Cass. civ. Sez. I, Sent., 13-10-2011, n. 21155 coniugi

Sentenza scelta dal dott. Domenico Cirasole direttore del sito giuridico http://www.gadit.it/

Svolgimento del processo

Che:

1. N.R. ha convenuto in giudizio davanti al Tribunale di Asti l’ex coniuge M.G. per ottenere la sua condanna al rimborso della metà (pari a Euro 14.013,57) delle spese sostenute per il mantenimento agli studi universitari della figlia F..

A sostegno della domanda la N. ha invocato gli obblighi derivanti dagli artt. 147 e 148 c.c. e della L. n. 898 del 1970, art. 6 e la convenzione intercorsa fra le parti e formalizzata nel verbale redatto il 20 novembre 1989 nella causa n. 746/1989 presso il Tribunale di Asti;

2. Costituitosi in giudizio M.G. ha eccepito che la convenzione invocata era stata superata dall’accordo con il quale si era concordato l’obbligo a suo carico di corrispondere la somma di L. 600.000 mensili, obbligo da lui successivamente onorato senza alcuna contestazione da parte della N. la quale peraltro si era assunta senza condividerla con l’ex marito la decisione di mantenere agli studi universitari la figlia F.;

3. Il Tribunale di Asti ha respinto la domanda. La Corte di appello di Torino ha invece accolto l’appello di N.R. e ha condannato il M. al pagamento della somma di 14.013,57 Euro con interessi;

4. Ricorre per cassazione il M. affidandosi a due motivi di impugnazione;

5. Con il primo motivo di ricorso si deduce la violazione di norme di diritto ( art. 1322 c.c.).

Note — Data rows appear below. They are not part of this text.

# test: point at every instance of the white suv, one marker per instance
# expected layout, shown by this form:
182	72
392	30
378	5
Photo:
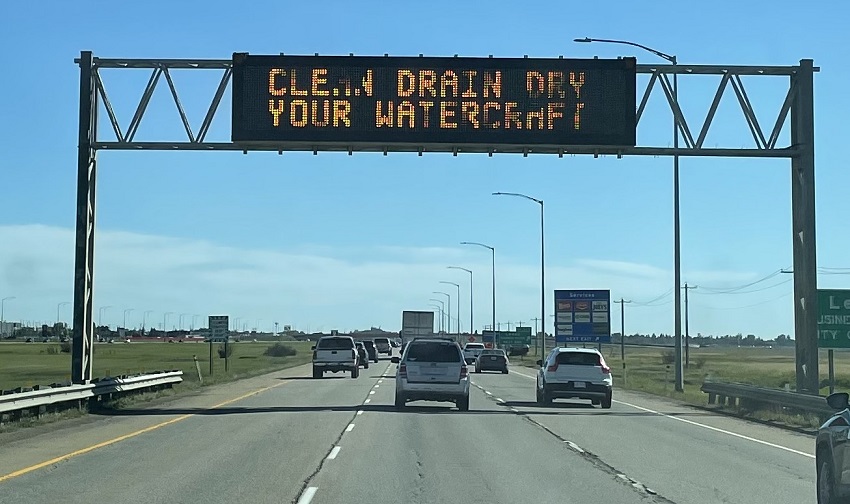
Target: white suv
432	369
574	373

Il ricorrente chiede alla Corte se l’efficacia inter paxtes delle convenzioni stipulate ai sensi dell’art. 1322 c.c., sancita con riferimento alla materia della separazione personale dei coniugi, debba intendersi estesa anche alla materia dello scioglimento del matrimonio ovvero della cessazione degli effetti civili del matrimonio;

6. Con il secondo motivo di ricorso si lamenta l’insufficiente motivazione circa un fatto controverso e decisivo per il giudizio.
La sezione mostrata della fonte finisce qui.